In the longer term, the authors plan to expand the scope of research to include experimental validation of energy recovery systems by developing and testing prototype piezoelectric and electromagnetic transducers that will be integrated into the child seat structure, in particular its ISOFIX base and support leg. An important stage will also be the analysis of the energy efficiency of these systems in different operating conditions and their impact on the weight and geometry of the entire seat. Another planned direction of development will be the selection of the type and arrangement of sensors that can be powered by energy obtained from vibrations; in particular, sensors of child presence, temperature, humidity, heart rate, head position, and sensors monitoring the way seat belts are fastened will be considered. The goal will be to create a fully autonomous measurement system, capable of long-term operation without the need for battery replacement or user intervention, which could be implemented in car seats, neonatal carriers, or mobile perinatal care systems. This approach can contribute to the development of smart baby care products and support the development of Internet of Things (IoT) solutions in the area of safety and health of the youngest passengers.

Furthermore, future research will incorporate simulation techniques such as finite element analysis (FEM) to evaluate the surface response of various seat components. This direction is inspired by existing work [36] demonstrating the importance of spatial vibration modes in optimizing combined location and maximizing energy efficiency.

Although this study did not include a complete physical implementation of the energy harvesting system with real transducers and power management circuits, the energy estimates were based on vibration profiles that fall within the operating range of commercial piezoelectric and electromagnetic devices.

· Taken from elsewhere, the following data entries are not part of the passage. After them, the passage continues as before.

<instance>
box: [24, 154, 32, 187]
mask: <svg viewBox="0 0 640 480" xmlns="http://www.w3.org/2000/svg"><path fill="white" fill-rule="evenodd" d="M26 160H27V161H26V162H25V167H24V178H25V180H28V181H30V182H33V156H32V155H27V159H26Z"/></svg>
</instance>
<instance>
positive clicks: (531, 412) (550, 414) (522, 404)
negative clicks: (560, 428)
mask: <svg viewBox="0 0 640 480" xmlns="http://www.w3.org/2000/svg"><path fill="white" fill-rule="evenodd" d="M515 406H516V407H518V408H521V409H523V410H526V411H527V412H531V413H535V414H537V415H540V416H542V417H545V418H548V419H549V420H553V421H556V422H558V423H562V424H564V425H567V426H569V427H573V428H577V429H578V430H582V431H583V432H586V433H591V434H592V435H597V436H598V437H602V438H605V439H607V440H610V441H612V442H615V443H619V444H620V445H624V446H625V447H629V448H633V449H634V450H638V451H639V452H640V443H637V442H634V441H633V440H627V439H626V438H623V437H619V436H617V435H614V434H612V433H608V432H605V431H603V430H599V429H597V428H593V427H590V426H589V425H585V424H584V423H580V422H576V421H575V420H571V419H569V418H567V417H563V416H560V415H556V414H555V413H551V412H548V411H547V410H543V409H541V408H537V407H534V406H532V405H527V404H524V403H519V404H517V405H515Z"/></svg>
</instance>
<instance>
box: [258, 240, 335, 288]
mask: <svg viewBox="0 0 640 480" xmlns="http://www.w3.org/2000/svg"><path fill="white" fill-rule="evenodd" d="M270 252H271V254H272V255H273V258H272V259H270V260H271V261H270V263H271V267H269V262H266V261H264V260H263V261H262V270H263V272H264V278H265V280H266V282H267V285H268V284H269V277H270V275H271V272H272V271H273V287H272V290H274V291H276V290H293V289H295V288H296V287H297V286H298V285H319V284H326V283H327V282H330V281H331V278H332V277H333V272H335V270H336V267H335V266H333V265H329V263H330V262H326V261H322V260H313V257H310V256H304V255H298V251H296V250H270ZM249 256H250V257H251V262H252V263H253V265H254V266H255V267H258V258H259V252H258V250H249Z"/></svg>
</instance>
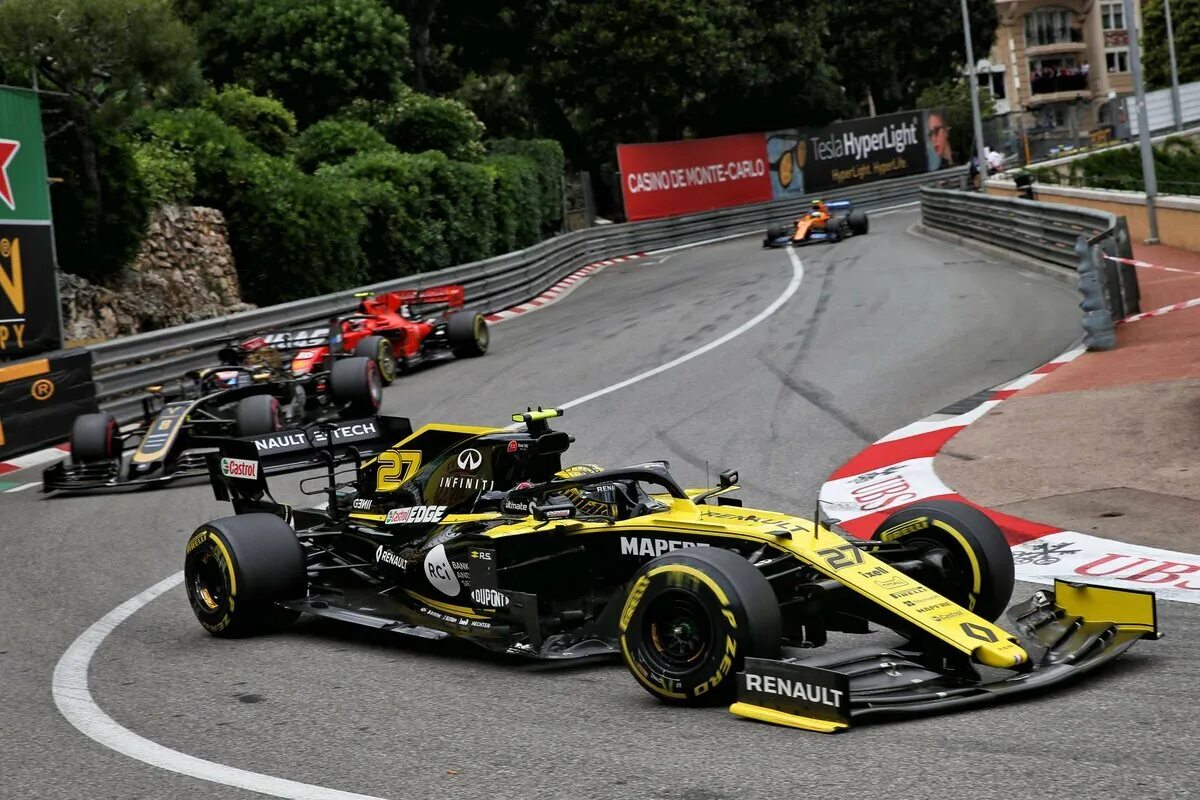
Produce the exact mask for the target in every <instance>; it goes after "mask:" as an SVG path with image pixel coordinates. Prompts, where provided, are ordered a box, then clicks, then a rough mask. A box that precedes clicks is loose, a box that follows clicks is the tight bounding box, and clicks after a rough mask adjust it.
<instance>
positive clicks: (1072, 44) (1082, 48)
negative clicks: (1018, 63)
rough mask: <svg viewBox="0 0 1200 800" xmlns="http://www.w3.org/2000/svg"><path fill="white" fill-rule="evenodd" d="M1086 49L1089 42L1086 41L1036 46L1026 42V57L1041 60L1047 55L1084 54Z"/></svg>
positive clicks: (1035, 44)
mask: <svg viewBox="0 0 1200 800" xmlns="http://www.w3.org/2000/svg"><path fill="white" fill-rule="evenodd" d="M1086 49H1087V42H1084V41H1079V42H1074V41H1058V42H1048V43H1044V44H1034V43H1033V42H1030V41H1026V44H1025V55H1027V56H1030V58H1040V56H1046V55H1062V54H1067V53H1082V52H1084V50H1086Z"/></svg>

Future research will include the construction and testing of a working prototype integrating actual transducers, rectification circuitry, energy storage elements, and wireless sensor modules in order to fully validate the feasibility and performance under real dynamic conditions.

In conclusion, the conducted research proves that it is technically and practically feasible to harvest usable electrical energy from vibrations occurring in child car seats during real-world driving. The key advantages include the elimination of batteries, increased safety, and the possibility of developing maintenance-free smart seat systems. Despite these benefits, several engineering challenges remain, such as optimizing the integration of transducers, minimizing added weight, and ensuring durability under daily use. The results have promising implications for the future development of autonomous, sensor-equipped child restraint systems, and the presented concept can be adapted to a wide range of baby care applications. These findings lay the foundation for practical IoT-enabled solutions in the field of mobile child health and safety technologies.